Bal arıları, aslında prederatör (böcek yiyen) bir familyanın alt üyesidirler ve artık böcek yemeyi bırakmışlardır. Aynı familya içerisinde diğer arılardan yaban arısı, eşek arısı, marangoz arı (Xylocopa, Carpenter bee), bombus gibi türler de bulunur.

Bal arısı ana arı, erkek arılar ve işçi arılardan oluşur. Yavruları ana arı yapar. Döllenmiş yumurtalardan işçi ve Ana arılar, döllenmemiş yumurtalardan erkek arılar meydana gelir. Ana arı ile işçi arı arasındaki farkı larva döneminde yapılan beslenme oluşturur.

Birlikte evrim

Uzun dilli arılar ve uzun tüplü çiçekler, Acanthus ilicifolius üzerindeki bu Amegilla cingulata (Apidae) gibi birlikte evrimleşmiştir.

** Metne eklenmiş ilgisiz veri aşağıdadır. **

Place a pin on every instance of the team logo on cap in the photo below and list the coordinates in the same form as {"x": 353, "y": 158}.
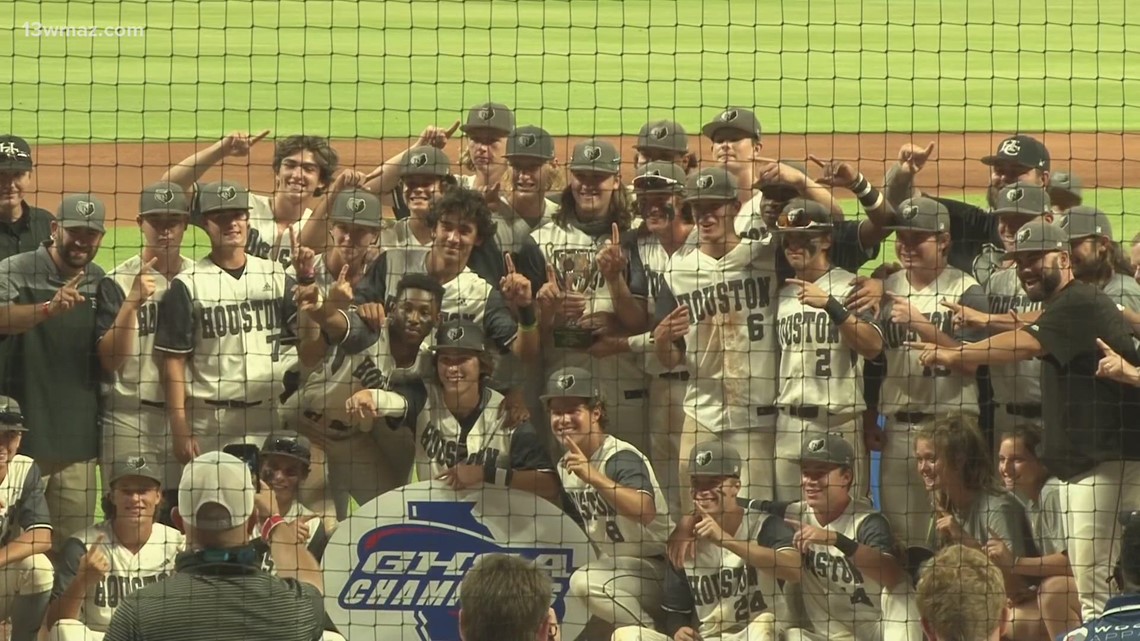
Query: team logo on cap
{"x": 357, "y": 205}
{"x": 1010, "y": 147}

Hayvanlarla tozlanan ilk çiçekler ince, kınkanatlılar gibi böcekler tarafından tozlanan fincan şeklindeki çiçeklerdi, bu nedenle böcek tozlaşma sendromu, arıların ilk ortaya çıkmasından önce iyi yerleşmişti. Yenilik, arıların özellikle tozlaşmayı artıran davranışsal ve fiziksel değişikliklerle tozlaşma ajanları olarak uzmanlaşmaları ve en verimli tozlaşma yapan böcekler olmalarıdır. Bir birlikte evrim sürecinde, çiçekler nektar gibi çiçek ödülleri[1] ve daha uzun tüpleri ve arılar nektarı çıkarmak için daha uzun diller geliştirdiler.[2] Arılar ayrıca polen toplamak ve taşımak için scopal tüyleri ve polen sepetleri olarak bilinen yapılar geliştirdiler. Yer ve tür, arı grupları arasında farklıdır. Çoğu türün arka ayaklarında veya karınlarının alt tarafında skopal tüyler bulunur. Apidae familyasındaki bazı türlerin arka ayaklarında polen sepetleri bulunurken, çok azı bunlardan yoksundur ve bunun yerine ekinlerinde polen toplar.[3] Bu yapıların görünümü, anjiyospermlerin adaptif radyasyon'unu ve ardından arıların kendilerini harekete geçirdi.[4] Arılar birlikte evrimleşti sadece çiçeklerle değil, bazı türlerin akarlarla birlikte evrimleştiğine inanılıyor. Bazıları akarlar için barınak sağlıyor gibi görünen acarinaria adı verilen tüy tutamları sağlar; Buna karşılık, akarların polenlere saldıran mantarları yediklerine inanılır, dolayısıyla bu durumda ilişki karşılıklı olabilir.[5][6]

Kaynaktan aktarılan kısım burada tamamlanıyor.